In that case the upper level (let's assume it is a NODE) is still all  
at the same level, but the depth of the children of this might be  
different from depth-1?
like this (I am skipping some levels, as just the structure is  
important):


NODE 1
  cache2
cache1
  p0
  cache2
cache1
  p1
NODE 2
cache1
  p2
cache1
  p3

or is it even possible to have a node with children of a single node  
of different depth?


this is supposing that you want to keep that a level has a single type  
(and given the api I suppose it is so).


Fawzi




Re: [hwloc-devel] structure assumptions, duplication

2009-09-29 Thread Fawzi Mohamed

Hi Samuel,

On 29-set-09, at 18:14, Samuel Thibault wrote:


Fawzi Mohamed, le Tue 29 Sep 2009 17:39:17 +0200, a écrit :

so that in the future one could avoid storing it at least in the
deepest levels where it is easy and relatively cheap to generate (and
where one would have the largest savings).


Even the deepest levels would have a L1 cache level on top of maybe  
just
at most 4 threads.  Here we only save the "children" pointers, which  
is

not so many, compared to the siblings & cousins pointers, I'm not sure
it is really worth the pain of defining a long series of functions.


ok those were two separate things, I was thinking

cpuset -> cpuset_ptr (or just a flag that says if the structure has  
it, and thus two structures, a long one with it and a short one  
without, differing only in the tail if you really want to be hacky).
Then cpuset is generated on the fly for the deepest level (like less  
than 4-8 proc ->  lots of memory savings on large machines).

(cost 1 function, and copying or building the cpuset)

sibling/cousin -> only cousins (you can make them loop first on  
siblings, then to the others if it really is a partition)

children -> only one representation (arity/childrens or first/last)
(cost many functions)

the main point is that these changes/optimizations can be done even  
later without breaking anything if you use functions.



I would say that for most operations (cpuset, next_sibling,...) using
functions that get a hwloc_obj_t (and if needed also a topology) and
return what requested is the way to go.


That means a long series of functions, I'm not sure it's really  
clearer

for the user. obj->father looks to me easier to read than
hwloc_obj_father(obj), particularly in complex expressions.


ok I can see that, so I guess you will have to evaluate if the  
abstraction cost is worth the potential savings, maybe for cpuset it  
is; for sibling,... you might be right that it isn't, for father it  
sure isn't.



I suppose that most of these operations are not performance critical.


I wouldn't suppose this actually.

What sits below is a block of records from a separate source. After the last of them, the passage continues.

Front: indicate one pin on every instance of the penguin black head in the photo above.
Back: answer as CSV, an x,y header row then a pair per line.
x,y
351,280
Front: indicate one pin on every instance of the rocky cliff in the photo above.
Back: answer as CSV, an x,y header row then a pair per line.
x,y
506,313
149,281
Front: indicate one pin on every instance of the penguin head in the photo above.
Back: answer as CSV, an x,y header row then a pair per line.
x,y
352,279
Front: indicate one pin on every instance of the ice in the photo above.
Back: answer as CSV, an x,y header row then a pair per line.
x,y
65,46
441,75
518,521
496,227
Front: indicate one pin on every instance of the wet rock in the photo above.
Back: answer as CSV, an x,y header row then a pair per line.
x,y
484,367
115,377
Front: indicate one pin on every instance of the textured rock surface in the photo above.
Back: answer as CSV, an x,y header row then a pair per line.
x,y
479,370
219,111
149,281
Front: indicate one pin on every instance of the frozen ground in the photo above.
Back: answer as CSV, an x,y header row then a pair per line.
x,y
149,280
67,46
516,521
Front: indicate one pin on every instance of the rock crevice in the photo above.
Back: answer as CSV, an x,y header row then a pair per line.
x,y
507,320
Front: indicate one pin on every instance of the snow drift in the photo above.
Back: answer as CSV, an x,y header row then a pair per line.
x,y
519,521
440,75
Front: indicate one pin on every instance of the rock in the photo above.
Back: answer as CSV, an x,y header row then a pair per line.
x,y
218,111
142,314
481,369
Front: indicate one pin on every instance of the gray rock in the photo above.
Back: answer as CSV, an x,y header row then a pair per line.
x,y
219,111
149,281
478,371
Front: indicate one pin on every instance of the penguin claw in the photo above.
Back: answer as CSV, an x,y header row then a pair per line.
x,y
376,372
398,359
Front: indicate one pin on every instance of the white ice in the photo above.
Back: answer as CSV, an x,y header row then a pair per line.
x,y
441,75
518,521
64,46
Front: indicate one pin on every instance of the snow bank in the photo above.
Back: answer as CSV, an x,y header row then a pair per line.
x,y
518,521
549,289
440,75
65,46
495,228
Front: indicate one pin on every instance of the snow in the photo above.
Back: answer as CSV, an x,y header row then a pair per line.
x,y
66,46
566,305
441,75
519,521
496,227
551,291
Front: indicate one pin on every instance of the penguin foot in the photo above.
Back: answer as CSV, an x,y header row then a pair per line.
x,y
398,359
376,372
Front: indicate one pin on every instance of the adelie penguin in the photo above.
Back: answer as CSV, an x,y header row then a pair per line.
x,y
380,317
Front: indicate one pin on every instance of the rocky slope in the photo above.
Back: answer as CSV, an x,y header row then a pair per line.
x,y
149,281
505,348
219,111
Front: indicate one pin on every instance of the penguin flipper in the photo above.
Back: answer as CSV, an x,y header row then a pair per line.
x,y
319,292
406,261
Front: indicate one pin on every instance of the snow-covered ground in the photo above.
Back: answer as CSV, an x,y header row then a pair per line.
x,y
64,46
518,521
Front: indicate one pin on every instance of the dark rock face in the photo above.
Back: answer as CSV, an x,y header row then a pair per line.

Detection time is probably not
performance critical, but it could be useful to make browsing the
topology very efficient.


ok, I was thinking that maybe you did/would like to provide in the
future something akin to what opensolaris does with locality groups
http://opensolaris.org/os/community/performance/mpo_overview.pdf


Yes, we intend to provide something similar.


In fact what I "need" (or at least I think I need ;) is just the next
neighbors, basically I go up the hierarchy, and look which new
neighbors I have, so some hierarchy like the lgroups is close to what
I need, and simpler to handle than the full graph.


That's what future heuristics would build for you, yes.


tha's great, I am really looking forward to it.

and sorry if I seem to be criticizing a lot, as I am mainly a user,  
not a developer of hwloc, but I hope it is constructive, and maybe  
helps making hwloc better...


ciao
Fawzi


Re: [hwloc-devel] structure assumptions, duplication

2009-09-29 Thread Samuel Thibault
Fawzi Mohamed, le Tue 29 Sep 2009 17:39:17 +0200, a écrit :
> so that in the future one could avoid storing it at least in the
> deepest levels where it is easy and relatively cheap to generate (and
> where one would have the largest savings).

Even the deepest levels would have a L1 cache level on top of maybe just
at most 4 threads.  Here we only save the "children" pointers, which is
not so many, compared to the siblings & cousins pointers, I'm not sure
it is really worth the pain of defining a long series of functions.

> I would say that for most operations (cpuset, next_sibling,...) using  
> functions that get a hwloc_obj_t (and if needed also a topology) and  
> return what requested is the way to go.

That means a long series of functions, I'm not sure it's really clearer
for the user. obj->father looks to me easier to read than
hwloc_obj_father(obj), particularly in complex expressions.

> I suppose that most of these operations are not performance critical.

I wouldn't suppose this actually. Detection time is probably not
performance critical, but it could be useful to make browsing the
topology very efficient.

> ok, I was thinking that maybe you did/would like to provide in the  
> future something akin to what opensolaris does with locality groups
> http://opensolaris.org/os/community/performance/mpo_overview.pdf

Yes, we intend to provide something similar.

> In fact what I "need" (or at least I think I need ;) is just the next  
> neighbors, basically I go up the hierarchy, and look which new  
> neighbors I have, so some hierarchy like the lgroups is close to what  
> I need, and simpler to handle than the full graph.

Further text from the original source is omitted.